The last 15 years have been rather transformative for the restaurant industry. Since the early 2000s, the industry has witnessed the rise of fast casual dining, food trucks, and farm-to-table dining. But now restaurants are in trouble. Both sales and traffic are down. Some of the biggest chains in America are closing underperforming stores at an alarming rate.

So what’s going on? If you look at the numbers, it appears that the primary culprit here is a market that is over saturated. There are just too many restaurants and not enough patrons to fill them. The only way out of a completely saturated market is to go lean. Ownership increases profits by cutting out the fat. It’s that simple.

Concerning Demographic Changes

An over saturated market explains the restaurant industry’s current dilemma in a broad sense. But let’s dig deeper. Why are there too many restaurants today? Multiple answers to that question exist, beginning with demographic changes. By the way, demographics are everything in the restaurant business.

According to the Washington Post, the key demographic for restaurants is that group of middle-class Americans between the ages of 35 and 54. They are the ones most likely to eat out frequently. The Post says they accounted for 41% of the population in 2007. Today it is only 34%.

Fewer people in the key demographic translates into fewer people dining out. Concerned restaurant owners have to figure out how to cater to people outside that demographic or make do until millennials age a bit more.

Lousy Dining Experiences

Another big reason for less restaurant traffic is harder to swallow because it lays the blame at the feet of restaurant owners: the lousy dining experience so many patrons now complain about. It seems like restaurateurs have forgotten how to create an experience guests can look forward to.

A good way to illustrate this is with restaurant noise.

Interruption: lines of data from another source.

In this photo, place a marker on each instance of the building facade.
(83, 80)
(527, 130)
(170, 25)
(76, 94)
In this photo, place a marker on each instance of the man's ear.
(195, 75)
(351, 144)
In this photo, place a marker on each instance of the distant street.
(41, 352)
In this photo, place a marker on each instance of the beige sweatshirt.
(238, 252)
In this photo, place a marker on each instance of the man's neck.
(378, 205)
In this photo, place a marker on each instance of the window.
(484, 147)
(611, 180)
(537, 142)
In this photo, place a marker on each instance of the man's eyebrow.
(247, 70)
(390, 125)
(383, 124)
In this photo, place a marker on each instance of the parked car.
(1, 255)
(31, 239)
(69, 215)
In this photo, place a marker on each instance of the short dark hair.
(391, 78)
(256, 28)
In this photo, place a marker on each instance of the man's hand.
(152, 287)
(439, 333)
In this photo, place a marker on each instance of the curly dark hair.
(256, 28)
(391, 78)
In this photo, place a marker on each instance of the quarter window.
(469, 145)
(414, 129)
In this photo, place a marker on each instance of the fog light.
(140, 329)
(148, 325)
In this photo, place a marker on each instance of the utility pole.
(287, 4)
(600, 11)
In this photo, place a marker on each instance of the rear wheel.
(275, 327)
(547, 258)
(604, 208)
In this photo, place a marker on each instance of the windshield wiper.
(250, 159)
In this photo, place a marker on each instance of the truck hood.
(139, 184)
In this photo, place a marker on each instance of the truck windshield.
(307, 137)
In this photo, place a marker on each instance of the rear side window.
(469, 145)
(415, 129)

Over the last 15 years or so, restaurant dining rooms have progressively been getting louder. And it’s by design. Believe it or not, restaurants have been turning up the volume for years in an effort to create a more exciting vibe and increase table turnover.

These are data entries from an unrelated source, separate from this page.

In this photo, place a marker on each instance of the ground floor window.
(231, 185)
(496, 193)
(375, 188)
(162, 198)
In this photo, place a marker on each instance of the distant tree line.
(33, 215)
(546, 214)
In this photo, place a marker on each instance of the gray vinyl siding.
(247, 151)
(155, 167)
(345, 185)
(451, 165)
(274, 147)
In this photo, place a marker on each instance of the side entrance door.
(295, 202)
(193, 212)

Quite frankly, restaurant patrons are getting tired of it. They feel like there’s no point in going out to eat if they have to shout at one another just to have a conversation. They would rather stay home and order takeout.

The solution to this problem is to improve the experience. Taqueria27, a group of Mexican restaurants in Salt Lake City, was established on that very principle. Ownership focuses on opening neighborhood restaurants that cater to families and by providing a comfortable place to sit down and enjoy a combination of delicious food and good conversation.

The Corporate Mindset

Finally, we cannot talk about less foot traffic without also addressing the corporate mindset. It must be understood that corporatism is not the same thing as capitalism. Under the corporate mindset, profits must continually be increased to keep investors happy. This doesn’t work well in the restaurant industry where margins are already quite lean.

The corporate mindset is one that constantly looks for ways to cut costs. Corporate restaurants give patrons the absolute minimum they can get away with, at the highest possible price. And like excessive restaurant noise, consumers are no longer willing to accept getting less for more.

All three issues mentioned here have contributed to the over saturation of restaurants. There are just too many. And until the industry figures things out, they will keep closing stores in an effort to keep themselves above water.